High performance live migration done right means using SMB Direct

I  saw people team two 10GBps NICs for live migration and use TCP/IP. They leveraged LACP for this as per my blog Teamed NIC Live Migrations Between Two Hosts In Windows Server 2012 Do Use All Members . That was a nice post but not a commercial to use it. It was to prove a point that LACP/Static switch dependent teaming did allow for multiple VMs to be live migrated in the same direction between two node. But for speed, max throughput & low CPU usage teaming is not the way to go.
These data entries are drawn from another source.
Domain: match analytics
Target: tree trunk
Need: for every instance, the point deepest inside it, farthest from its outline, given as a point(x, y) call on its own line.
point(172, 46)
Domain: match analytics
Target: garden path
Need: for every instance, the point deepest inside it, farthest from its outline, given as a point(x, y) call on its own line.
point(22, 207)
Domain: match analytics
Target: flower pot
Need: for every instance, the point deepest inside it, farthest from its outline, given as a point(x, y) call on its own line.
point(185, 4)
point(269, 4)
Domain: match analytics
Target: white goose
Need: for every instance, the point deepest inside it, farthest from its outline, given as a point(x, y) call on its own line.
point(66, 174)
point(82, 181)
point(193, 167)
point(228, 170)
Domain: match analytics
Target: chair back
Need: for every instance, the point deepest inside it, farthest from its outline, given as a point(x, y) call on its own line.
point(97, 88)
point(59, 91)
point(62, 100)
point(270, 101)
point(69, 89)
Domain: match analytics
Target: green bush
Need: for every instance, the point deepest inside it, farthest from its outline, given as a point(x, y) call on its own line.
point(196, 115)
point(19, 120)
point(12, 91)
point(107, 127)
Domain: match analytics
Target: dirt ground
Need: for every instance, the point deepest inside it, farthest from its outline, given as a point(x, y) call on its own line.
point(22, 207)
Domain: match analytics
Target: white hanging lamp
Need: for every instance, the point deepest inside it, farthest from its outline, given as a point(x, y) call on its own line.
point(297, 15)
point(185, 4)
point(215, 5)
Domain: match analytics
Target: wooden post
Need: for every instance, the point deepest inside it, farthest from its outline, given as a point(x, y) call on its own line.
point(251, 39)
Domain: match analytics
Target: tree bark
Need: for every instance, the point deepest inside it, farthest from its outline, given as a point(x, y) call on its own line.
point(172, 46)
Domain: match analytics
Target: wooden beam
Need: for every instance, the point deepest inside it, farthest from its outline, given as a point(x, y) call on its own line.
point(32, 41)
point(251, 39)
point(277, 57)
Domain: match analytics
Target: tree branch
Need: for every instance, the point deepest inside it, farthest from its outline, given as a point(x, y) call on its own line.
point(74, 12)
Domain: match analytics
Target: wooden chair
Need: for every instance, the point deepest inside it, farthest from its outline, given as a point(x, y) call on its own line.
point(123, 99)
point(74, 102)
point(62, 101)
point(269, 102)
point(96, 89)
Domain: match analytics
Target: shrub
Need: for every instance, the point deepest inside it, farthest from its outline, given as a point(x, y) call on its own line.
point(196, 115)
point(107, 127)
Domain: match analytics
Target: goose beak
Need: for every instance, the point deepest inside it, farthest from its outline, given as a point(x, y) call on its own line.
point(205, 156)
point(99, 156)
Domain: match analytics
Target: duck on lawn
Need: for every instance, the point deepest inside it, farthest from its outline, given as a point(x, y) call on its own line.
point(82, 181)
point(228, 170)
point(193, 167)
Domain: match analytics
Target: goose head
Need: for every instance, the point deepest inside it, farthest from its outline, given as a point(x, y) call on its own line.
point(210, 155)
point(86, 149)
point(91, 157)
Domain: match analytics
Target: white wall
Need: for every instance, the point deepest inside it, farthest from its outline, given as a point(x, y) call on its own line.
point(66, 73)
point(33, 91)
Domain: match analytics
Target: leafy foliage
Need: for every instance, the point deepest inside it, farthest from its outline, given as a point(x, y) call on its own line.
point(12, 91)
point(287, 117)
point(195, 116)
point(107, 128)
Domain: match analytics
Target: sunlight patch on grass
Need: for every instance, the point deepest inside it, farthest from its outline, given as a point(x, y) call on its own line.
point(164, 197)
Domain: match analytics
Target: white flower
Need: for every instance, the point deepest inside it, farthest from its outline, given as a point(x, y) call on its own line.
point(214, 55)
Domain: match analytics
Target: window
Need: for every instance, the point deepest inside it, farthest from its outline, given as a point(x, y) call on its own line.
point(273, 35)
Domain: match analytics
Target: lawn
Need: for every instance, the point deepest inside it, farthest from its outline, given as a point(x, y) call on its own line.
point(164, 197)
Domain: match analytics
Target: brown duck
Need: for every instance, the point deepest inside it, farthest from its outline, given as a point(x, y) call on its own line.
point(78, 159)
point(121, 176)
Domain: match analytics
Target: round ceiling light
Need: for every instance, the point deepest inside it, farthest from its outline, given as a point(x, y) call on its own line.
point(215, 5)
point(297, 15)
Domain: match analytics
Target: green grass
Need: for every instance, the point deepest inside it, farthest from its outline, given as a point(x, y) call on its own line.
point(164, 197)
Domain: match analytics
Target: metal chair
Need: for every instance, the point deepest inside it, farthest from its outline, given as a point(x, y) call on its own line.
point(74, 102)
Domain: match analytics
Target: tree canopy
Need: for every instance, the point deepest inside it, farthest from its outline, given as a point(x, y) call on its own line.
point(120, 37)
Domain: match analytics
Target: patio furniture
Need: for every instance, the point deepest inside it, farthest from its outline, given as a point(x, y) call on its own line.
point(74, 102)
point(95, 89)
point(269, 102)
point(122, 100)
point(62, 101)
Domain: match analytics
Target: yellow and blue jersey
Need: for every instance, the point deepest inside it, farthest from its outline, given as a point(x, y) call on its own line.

This is not needed as you can achieve bandwidth aggregation and redundancy with SMB via Multichannel. This doesn’t require any LACP configuration at all and allows for switch independent aggregation and redundancy. Which is great, as it avoids stacking with switches that don’t do  VLT, MLAG,  …

Even when your team your NICs your better off using SMB. The bandwidth aggregation is often better. But again, you can have that without LACP NIC teaming so why bother? Perhaps one reason, with LACP failover is faster, but that’s of no big concern with live migration.

We’ll do some simple examples to show you why these choices matter. We’ll also demonstrate the importance of an optimize RSS configuration. Do not that the configuration we use here is not a production environment, it’s just a demo to show case results.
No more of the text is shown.